Per lo sviluppo futuro potrebbe essere creata una rete in Italia di 4-5 porti divisi per genere e dimensioni, per far sì che l’interessato ad un certo tipo di barca trovi nello stesso luogo una ricca scelta di quella tipologia. E magari potrebbe anche provare per due o tre giorni la barca e verificare se è proprio la barca adatta alle sue esigenze. Quello che vogliamo è creare un percorso per l’acquirente e per il venditore da fare in reciproca sicurezza e relax e non con ‘la guardia alzata’, come invece in questo settore spesso capita di dover avere.”

Alessandro Maruccia, lei ha dato vita alla Fondazione Dal Mare: su cosa si concentra questa attività?

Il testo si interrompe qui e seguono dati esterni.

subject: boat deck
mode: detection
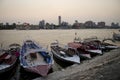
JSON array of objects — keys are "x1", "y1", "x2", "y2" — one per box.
[
  {"x1": 25, "y1": 52, "x2": 48, "y2": 67},
  {"x1": 51, "y1": 46, "x2": 80, "y2": 63}
]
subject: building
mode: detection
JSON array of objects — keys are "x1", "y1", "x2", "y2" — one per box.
[
  {"x1": 16, "y1": 22, "x2": 39, "y2": 30},
  {"x1": 16, "y1": 22, "x2": 30, "y2": 30},
  {"x1": 58, "y1": 16, "x2": 61, "y2": 26},
  {"x1": 97, "y1": 22, "x2": 105, "y2": 28},
  {"x1": 72, "y1": 20, "x2": 84, "y2": 29},
  {"x1": 111, "y1": 22, "x2": 119, "y2": 28},
  {"x1": 59, "y1": 21, "x2": 69, "y2": 29},
  {"x1": 39, "y1": 20, "x2": 45, "y2": 29},
  {"x1": 72, "y1": 20, "x2": 80, "y2": 29},
  {"x1": 84, "y1": 21, "x2": 96, "y2": 28}
]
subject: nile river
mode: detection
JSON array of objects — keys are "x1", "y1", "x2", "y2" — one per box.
[
  {"x1": 0, "y1": 29, "x2": 120, "y2": 79},
  {"x1": 0, "y1": 29, "x2": 120, "y2": 49}
]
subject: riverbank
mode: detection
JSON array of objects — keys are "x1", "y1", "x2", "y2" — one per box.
[{"x1": 34, "y1": 48, "x2": 120, "y2": 80}]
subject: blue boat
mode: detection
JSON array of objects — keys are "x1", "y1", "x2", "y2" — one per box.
[{"x1": 20, "y1": 40, "x2": 54, "y2": 76}]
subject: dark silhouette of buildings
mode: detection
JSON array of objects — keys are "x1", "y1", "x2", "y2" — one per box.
[
  {"x1": 97, "y1": 22, "x2": 105, "y2": 28},
  {"x1": 111, "y1": 22, "x2": 119, "y2": 28},
  {"x1": 84, "y1": 21, "x2": 96, "y2": 28},
  {"x1": 0, "y1": 16, "x2": 120, "y2": 30}
]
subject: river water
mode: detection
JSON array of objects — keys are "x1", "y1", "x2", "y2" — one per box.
[
  {"x1": 0, "y1": 29, "x2": 120, "y2": 49},
  {"x1": 0, "y1": 29, "x2": 120, "y2": 80}
]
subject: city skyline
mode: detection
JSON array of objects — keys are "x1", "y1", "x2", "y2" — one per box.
[{"x1": 0, "y1": 0, "x2": 120, "y2": 25}]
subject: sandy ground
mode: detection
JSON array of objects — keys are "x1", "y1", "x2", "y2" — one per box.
[{"x1": 34, "y1": 48, "x2": 120, "y2": 80}]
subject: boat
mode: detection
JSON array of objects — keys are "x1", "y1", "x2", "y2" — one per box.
[
  {"x1": 20, "y1": 40, "x2": 54, "y2": 76},
  {"x1": 0, "y1": 45, "x2": 19, "y2": 79},
  {"x1": 9, "y1": 43, "x2": 21, "y2": 51},
  {"x1": 113, "y1": 32, "x2": 120, "y2": 41},
  {"x1": 101, "y1": 42, "x2": 118, "y2": 51},
  {"x1": 68, "y1": 41, "x2": 102, "y2": 58},
  {"x1": 68, "y1": 42, "x2": 91, "y2": 59},
  {"x1": 50, "y1": 41, "x2": 80, "y2": 68},
  {"x1": 0, "y1": 50, "x2": 16, "y2": 73},
  {"x1": 74, "y1": 36, "x2": 102, "y2": 55},
  {"x1": 83, "y1": 37, "x2": 118, "y2": 52},
  {"x1": 9, "y1": 43, "x2": 21, "y2": 58}
]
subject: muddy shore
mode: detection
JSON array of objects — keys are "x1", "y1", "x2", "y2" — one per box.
[{"x1": 34, "y1": 48, "x2": 120, "y2": 80}]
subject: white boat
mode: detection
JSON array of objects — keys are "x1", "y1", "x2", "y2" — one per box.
[
  {"x1": 50, "y1": 41, "x2": 80, "y2": 68},
  {"x1": 101, "y1": 42, "x2": 119, "y2": 51}
]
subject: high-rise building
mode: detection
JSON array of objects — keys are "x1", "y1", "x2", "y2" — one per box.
[
  {"x1": 58, "y1": 16, "x2": 61, "y2": 26},
  {"x1": 39, "y1": 20, "x2": 45, "y2": 29}
]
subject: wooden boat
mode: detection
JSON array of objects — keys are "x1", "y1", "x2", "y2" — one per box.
[
  {"x1": 68, "y1": 42, "x2": 103, "y2": 58},
  {"x1": 83, "y1": 38, "x2": 118, "y2": 52},
  {"x1": 50, "y1": 41, "x2": 80, "y2": 68},
  {"x1": 82, "y1": 38, "x2": 103, "y2": 54},
  {"x1": 101, "y1": 42, "x2": 118, "y2": 51},
  {"x1": 9, "y1": 43, "x2": 21, "y2": 58},
  {"x1": 20, "y1": 40, "x2": 54, "y2": 76},
  {"x1": 9, "y1": 43, "x2": 21, "y2": 51},
  {"x1": 0, "y1": 51, "x2": 16, "y2": 73},
  {"x1": 68, "y1": 42, "x2": 91, "y2": 59},
  {"x1": 73, "y1": 36, "x2": 102, "y2": 55},
  {"x1": 113, "y1": 32, "x2": 120, "y2": 41},
  {"x1": 0, "y1": 46, "x2": 18, "y2": 79}
]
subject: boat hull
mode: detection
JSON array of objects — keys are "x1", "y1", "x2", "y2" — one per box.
[
  {"x1": 0, "y1": 56, "x2": 18, "y2": 80},
  {"x1": 79, "y1": 53, "x2": 91, "y2": 60},
  {"x1": 101, "y1": 43, "x2": 118, "y2": 52},
  {"x1": 51, "y1": 49, "x2": 80, "y2": 68},
  {"x1": 80, "y1": 48, "x2": 102, "y2": 57},
  {"x1": 113, "y1": 33, "x2": 120, "y2": 41},
  {"x1": 22, "y1": 64, "x2": 52, "y2": 76}
]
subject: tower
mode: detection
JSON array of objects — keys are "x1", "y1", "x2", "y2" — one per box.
[
  {"x1": 39, "y1": 20, "x2": 45, "y2": 29},
  {"x1": 58, "y1": 16, "x2": 61, "y2": 26}
]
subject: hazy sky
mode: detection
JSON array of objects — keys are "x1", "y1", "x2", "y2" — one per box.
[{"x1": 0, "y1": 0, "x2": 120, "y2": 25}]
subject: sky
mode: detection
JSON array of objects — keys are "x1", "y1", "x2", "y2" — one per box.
[{"x1": 0, "y1": 0, "x2": 120, "y2": 25}]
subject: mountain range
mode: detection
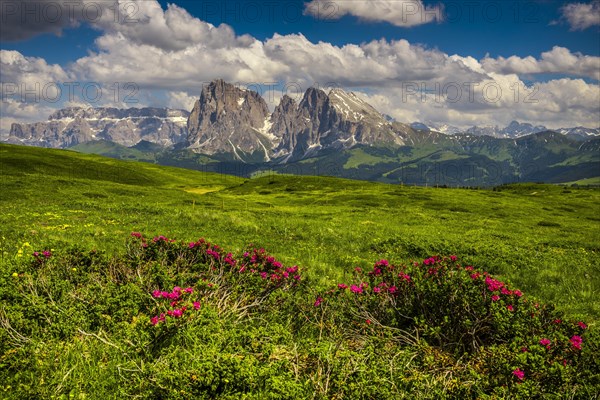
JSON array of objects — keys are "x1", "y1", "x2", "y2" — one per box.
[
  {"x1": 4, "y1": 79, "x2": 599, "y2": 186},
  {"x1": 175, "y1": 79, "x2": 415, "y2": 162},
  {"x1": 6, "y1": 107, "x2": 189, "y2": 148},
  {"x1": 411, "y1": 120, "x2": 600, "y2": 140}
]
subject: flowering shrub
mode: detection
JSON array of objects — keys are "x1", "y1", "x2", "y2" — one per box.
[
  {"x1": 149, "y1": 286, "x2": 201, "y2": 326},
  {"x1": 121, "y1": 232, "x2": 308, "y2": 347},
  {"x1": 311, "y1": 255, "x2": 597, "y2": 394},
  {"x1": 127, "y1": 234, "x2": 302, "y2": 300},
  {"x1": 238, "y1": 246, "x2": 301, "y2": 284},
  {"x1": 2, "y1": 234, "x2": 598, "y2": 399},
  {"x1": 30, "y1": 250, "x2": 52, "y2": 266}
]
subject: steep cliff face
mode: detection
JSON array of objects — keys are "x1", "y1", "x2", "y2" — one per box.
[
  {"x1": 328, "y1": 88, "x2": 404, "y2": 145},
  {"x1": 184, "y1": 81, "x2": 410, "y2": 161},
  {"x1": 270, "y1": 95, "x2": 300, "y2": 156},
  {"x1": 186, "y1": 79, "x2": 272, "y2": 159},
  {"x1": 269, "y1": 88, "x2": 330, "y2": 159},
  {"x1": 6, "y1": 80, "x2": 418, "y2": 160},
  {"x1": 269, "y1": 87, "x2": 405, "y2": 161},
  {"x1": 8, "y1": 107, "x2": 189, "y2": 148}
]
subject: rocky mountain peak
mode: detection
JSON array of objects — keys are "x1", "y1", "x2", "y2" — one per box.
[
  {"x1": 276, "y1": 94, "x2": 297, "y2": 110},
  {"x1": 266, "y1": 86, "x2": 407, "y2": 161},
  {"x1": 8, "y1": 106, "x2": 189, "y2": 148},
  {"x1": 48, "y1": 107, "x2": 91, "y2": 120},
  {"x1": 271, "y1": 95, "x2": 298, "y2": 139},
  {"x1": 328, "y1": 88, "x2": 385, "y2": 124},
  {"x1": 6, "y1": 79, "x2": 416, "y2": 160},
  {"x1": 186, "y1": 80, "x2": 271, "y2": 159},
  {"x1": 298, "y1": 87, "x2": 333, "y2": 133},
  {"x1": 300, "y1": 87, "x2": 329, "y2": 107}
]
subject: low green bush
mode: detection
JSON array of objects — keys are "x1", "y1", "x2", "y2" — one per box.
[{"x1": 1, "y1": 234, "x2": 597, "y2": 399}]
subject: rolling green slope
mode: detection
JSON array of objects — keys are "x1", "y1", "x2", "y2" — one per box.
[
  {"x1": 274, "y1": 132, "x2": 600, "y2": 186},
  {"x1": 71, "y1": 140, "x2": 156, "y2": 162},
  {"x1": 1, "y1": 143, "x2": 599, "y2": 319},
  {"x1": 1, "y1": 143, "x2": 599, "y2": 398},
  {"x1": 67, "y1": 132, "x2": 600, "y2": 187}
]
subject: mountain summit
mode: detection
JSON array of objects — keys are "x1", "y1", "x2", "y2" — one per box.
[
  {"x1": 186, "y1": 79, "x2": 272, "y2": 160},
  {"x1": 270, "y1": 87, "x2": 406, "y2": 161},
  {"x1": 185, "y1": 81, "x2": 413, "y2": 162},
  {"x1": 6, "y1": 80, "x2": 599, "y2": 164},
  {"x1": 8, "y1": 107, "x2": 188, "y2": 148}
]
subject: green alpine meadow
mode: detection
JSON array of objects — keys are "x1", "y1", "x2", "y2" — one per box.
[
  {"x1": 1, "y1": 143, "x2": 598, "y2": 398},
  {"x1": 2, "y1": 1, "x2": 600, "y2": 396}
]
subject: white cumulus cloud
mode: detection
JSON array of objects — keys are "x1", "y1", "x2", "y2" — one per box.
[
  {"x1": 481, "y1": 47, "x2": 600, "y2": 80},
  {"x1": 166, "y1": 91, "x2": 197, "y2": 111},
  {"x1": 0, "y1": 50, "x2": 70, "y2": 104},
  {"x1": 2, "y1": 0, "x2": 599, "y2": 131},
  {"x1": 559, "y1": 1, "x2": 600, "y2": 30},
  {"x1": 303, "y1": 0, "x2": 443, "y2": 27}
]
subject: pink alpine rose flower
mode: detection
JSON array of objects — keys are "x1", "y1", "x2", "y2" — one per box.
[
  {"x1": 350, "y1": 285, "x2": 363, "y2": 294},
  {"x1": 570, "y1": 335, "x2": 583, "y2": 350},
  {"x1": 512, "y1": 368, "x2": 525, "y2": 381},
  {"x1": 539, "y1": 338, "x2": 551, "y2": 349}
]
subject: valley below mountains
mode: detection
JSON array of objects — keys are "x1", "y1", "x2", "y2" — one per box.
[{"x1": 5, "y1": 79, "x2": 599, "y2": 186}]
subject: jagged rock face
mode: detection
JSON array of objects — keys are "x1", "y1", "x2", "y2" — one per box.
[
  {"x1": 328, "y1": 88, "x2": 403, "y2": 146},
  {"x1": 271, "y1": 95, "x2": 298, "y2": 138},
  {"x1": 48, "y1": 107, "x2": 187, "y2": 120},
  {"x1": 9, "y1": 118, "x2": 96, "y2": 148},
  {"x1": 270, "y1": 95, "x2": 301, "y2": 155},
  {"x1": 8, "y1": 107, "x2": 189, "y2": 148},
  {"x1": 271, "y1": 88, "x2": 330, "y2": 158},
  {"x1": 271, "y1": 87, "x2": 405, "y2": 160},
  {"x1": 5, "y1": 80, "x2": 421, "y2": 160},
  {"x1": 186, "y1": 79, "x2": 271, "y2": 157},
  {"x1": 297, "y1": 87, "x2": 334, "y2": 146}
]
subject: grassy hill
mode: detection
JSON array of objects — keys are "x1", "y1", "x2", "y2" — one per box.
[
  {"x1": 68, "y1": 131, "x2": 600, "y2": 187},
  {"x1": 1, "y1": 143, "x2": 599, "y2": 398},
  {"x1": 70, "y1": 139, "x2": 163, "y2": 163},
  {"x1": 1, "y1": 143, "x2": 599, "y2": 317},
  {"x1": 271, "y1": 132, "x2": 600, "y2": 186}
]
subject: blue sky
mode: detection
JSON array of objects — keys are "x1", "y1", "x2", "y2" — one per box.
[
  {"x1": 1, "y1": 0, "x2": 599, "y2": 131},
  {"x1": 4, "y1": 1, "x2": 599, "y2": 63},
  {"x1": 165, "y1": 0, "x2": 599, "y2": 57}
]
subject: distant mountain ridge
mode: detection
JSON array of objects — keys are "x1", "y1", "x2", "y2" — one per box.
[
  {"x1": 6, "y1": 80, "x2": 417, "y2": 160},
  {"x1": 411, "y1": 120, "x2": 600, "y2": 140},
  {"x1": 411, "y1": 122, "x2": 463, "y2": 135},
  {"x1": 7, "y1": 79, "x2": 599, "y2": 154},
  {"x1": 7, "y1": 107, "x2": 189, "y2": 148},
  {"x1": 4, "y1": 79, "x2": 599, "y2": 186}
]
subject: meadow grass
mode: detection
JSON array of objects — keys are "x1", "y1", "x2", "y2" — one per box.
[
  {"x1": 1, "y1": 143, "x2": 599, "y2": 398},
  {"x1": 2, "y1": 144, "x2": 598, "y2": 320}
]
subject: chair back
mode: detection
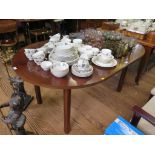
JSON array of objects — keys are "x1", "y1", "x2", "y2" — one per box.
[{"x1": 0, "y1": 20, "x2": 17, "y2": 34}]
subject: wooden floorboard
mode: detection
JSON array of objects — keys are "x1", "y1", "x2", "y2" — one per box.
[{"x1": 0, "y1": 62, "x2": 155, "y2": 134}]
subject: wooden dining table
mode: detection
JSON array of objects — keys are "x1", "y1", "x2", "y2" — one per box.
[{"x1": 12, "y1": 41, "x2": 145, "y2": 134}]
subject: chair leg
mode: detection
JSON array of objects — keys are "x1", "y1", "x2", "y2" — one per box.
[
  {"x1": 43, "y1": 34, "x2": 46, "y2": 41},
  {"x1": 35, "y1": 35, "x2": 38, "y2": 42},
  {"x1": 130, "y1": 113, "x2": 141, "y2": 127},
  {"x1": 148, "y1": 94, "x2": 153, "y2": 100}
]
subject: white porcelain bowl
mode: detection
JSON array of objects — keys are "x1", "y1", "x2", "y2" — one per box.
[
  {"x1": 50, "y1": 62, "x2": 69, "y2": 78},
  {"x1": 40, "y1": 61, "x2": 53, "y2": 71}
]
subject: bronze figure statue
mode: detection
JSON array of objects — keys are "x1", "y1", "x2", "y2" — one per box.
[{"x1": 0, "y1": 76, "x2": 33, "y2": 135}]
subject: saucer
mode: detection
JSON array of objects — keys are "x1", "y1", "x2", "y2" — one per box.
[{"x1": 92, "y1": 56, "x2": 117, "y2": 68}]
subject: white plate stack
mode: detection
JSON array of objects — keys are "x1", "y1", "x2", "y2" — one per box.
[{"x1": 49, "y1": 44, "x2": 79, "y2": 66}]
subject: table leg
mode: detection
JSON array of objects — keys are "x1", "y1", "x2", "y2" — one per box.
[
  {"x1": 34, "y1": 85, "x2": 42, "y2": 104},
  {"x1": 142, "y1": 46, "x2": 152, "y2": 72},
  {"x1": 64, "y1": 89, "x2": 71, "y2": 134},
  {"x1": 117, "y1": 67, "x2": 128, "y2": 92},
  {"x1": 135, "y1": 56, "x2": 145, "y2": 85}
]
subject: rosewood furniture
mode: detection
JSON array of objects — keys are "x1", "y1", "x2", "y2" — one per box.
[
  {"x1": 12, "y1": 41, "x2": 145, "y2": 134},
  {"x1": 130, "y1": 96, "x2": 155, "y2": 134}
]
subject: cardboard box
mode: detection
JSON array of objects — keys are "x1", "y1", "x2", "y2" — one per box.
[{"x1": 104, "y1": 116, "x2": 144, "y2": 135}]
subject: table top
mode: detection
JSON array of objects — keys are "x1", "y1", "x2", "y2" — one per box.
[
  {"x1": 137, "y1": 39, "x2": 155, "y2": 48},
  {"x1": 12, "y1": 41, "x2": 145, "y2": 89}
]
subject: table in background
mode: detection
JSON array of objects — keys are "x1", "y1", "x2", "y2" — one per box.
[
  {"x1": 117, "y1": 29, "x2": 155, "y2": 72},
  {"x1": 12, "y1": 41, "x2": 145, "y2": 133}
]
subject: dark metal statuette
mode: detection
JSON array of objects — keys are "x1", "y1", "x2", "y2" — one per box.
[{"x1": 0, "y1": 76, "x2": 33, "y2": 135}]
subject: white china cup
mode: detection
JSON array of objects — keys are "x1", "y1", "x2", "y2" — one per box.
[
  {"x1": 24, "y1": 49, "x2": 36, "y2": 60},
  {"x1": 73, "y1": 39, "x2": 83, "y2": 49},
  {"x1": 32, "y1": 51, "x2": 45, "y2": 59},
  {"x1": 32, "y1": 51, "x2": 45, "y2": 65},
  {"x1": 49, "y1": 33, "x2": 60, "y2": 42},
  {"x1": 101, "y1": 49, "x2": 112, "y2": 56},
  {"x1": 40, "y1": 61, "x2": 53, "y2": 71},
  {"x1": 97, "y1": 53, "x2": 114, "y2": 64}
]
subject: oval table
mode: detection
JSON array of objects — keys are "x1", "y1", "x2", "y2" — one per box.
[{"x1": 12, "y1": 41, "x2": 145, "y2": 134}]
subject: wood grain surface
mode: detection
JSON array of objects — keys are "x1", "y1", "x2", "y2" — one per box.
[{"x1": 0, "y1": 56, "x2": 155, "y2": 134}]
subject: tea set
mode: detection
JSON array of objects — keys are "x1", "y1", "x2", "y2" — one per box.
[{"x1": 24, "y1": 33, "x2": 117, "y2": 78}]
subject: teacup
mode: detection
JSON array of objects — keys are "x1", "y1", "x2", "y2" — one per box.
[
  {"x1": 32, "y1": 51, "x2": 45, "y2": 65},
  {"x1": 73, "y1": 39, "x2": 83, "y2": 49},
  {"x1": 49, "y1": 33, "x2": 60, "y2": 42},
  {"x1": 32, "y1": 51, "x2": 45, "y2": 59},
  {"x1": 97, "y1": 53, "x2": 114, "y2": 64},
  {"x1": 24, "y1": 49, "x2": 36, "y2": 60},
  {"x1": 101, "y1": 49, "x2": 112, "y2": 57},
  {"x1": 40, "y1": 61, "x2": 53, "y2": 71}
]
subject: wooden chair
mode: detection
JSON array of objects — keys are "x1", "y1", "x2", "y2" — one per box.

“La Fondazione è nata per promuovere la marineria e la cultura del mare ed è impegnata in diversi progetti. Solleviamo poi l’attenzione sugli argomenti importanti del settore fra cui ad esempio è molto sentito il gap legislativo che dal 2005 rende praticamente impossibile accedere a titoli per ufficiale del diporto per l’estrema lunghezza dell’iter e per la difficoltà di trovare un imbarco: problema questo che determina la mancanza di ufficiali e si riversa in modo pesante sul settore charter frenandone lo sviluppo. Creiamo relazioni con le scuole per far conoscere ai ragazzi che escono dal Nautico le possibilità offerte dal settore del diporto, non solo del settore mercantile, a vantaggio anche della loro occupazione. E poi abbiamo realizzato un museo navigante per le barche costruite negli anni che vanno dal 1950 al 1990.”

Di cosa si tratta più precisamente?

Il museo galleggiante, che prende le mosse da quello francese dedicato alla barca Joshua di Bernard Moitessier, il velista che ha fatto un giro e mezzo del mondo, un vero mito per ogni appassionato, si chiama “Patrimonio vivo navigante” e vuole valorizzare quelle imbarcazioni datate dal ‘50 al ’90 che non sono ritenute storiche, ma fanno la storia della cantieristica italiana e i cui appassionati armatori continuano a curare con sacrificio. Queste barche hanno la possibilità di entrare nella comunità di mare accolte a braccia aperte: il sito racconterà la barca con l’aiuto del suo armatore e con tutte le notizie storiche che riusciremo a trovare sul web e con altre ricerche oltreché con inviti a partecipare a chi ha foto, aneddoti o informazioni che le riguardino. Le barche invece entreranno nei porti ed avranno una bandierina e una targa che ne descriverà i primi dati tecnici e i primi cenni storici che potranno essere approfonditi sul sito da chi è appassionato e in quel momento magari si trova proprio davanti alla barca stessa. Agli armatori Marinedi offrirà sconti ed incentivi per favorire i loro viaggi e farli transitare fra i suoi porti.  E nelle giornate di open day gli appassionati potranno incontrare gli armatori che possiedono quelle navi che hanno destato il loro interesse, potranno dialogare insieme e anche provare le barche per una veleggiata.

Con il museo ogni armatore diventa ambasciatore della sua barca grazie alla sua passione e, facendo navigare le persone, queste si avvicinano al mare alimentandone il mercato.”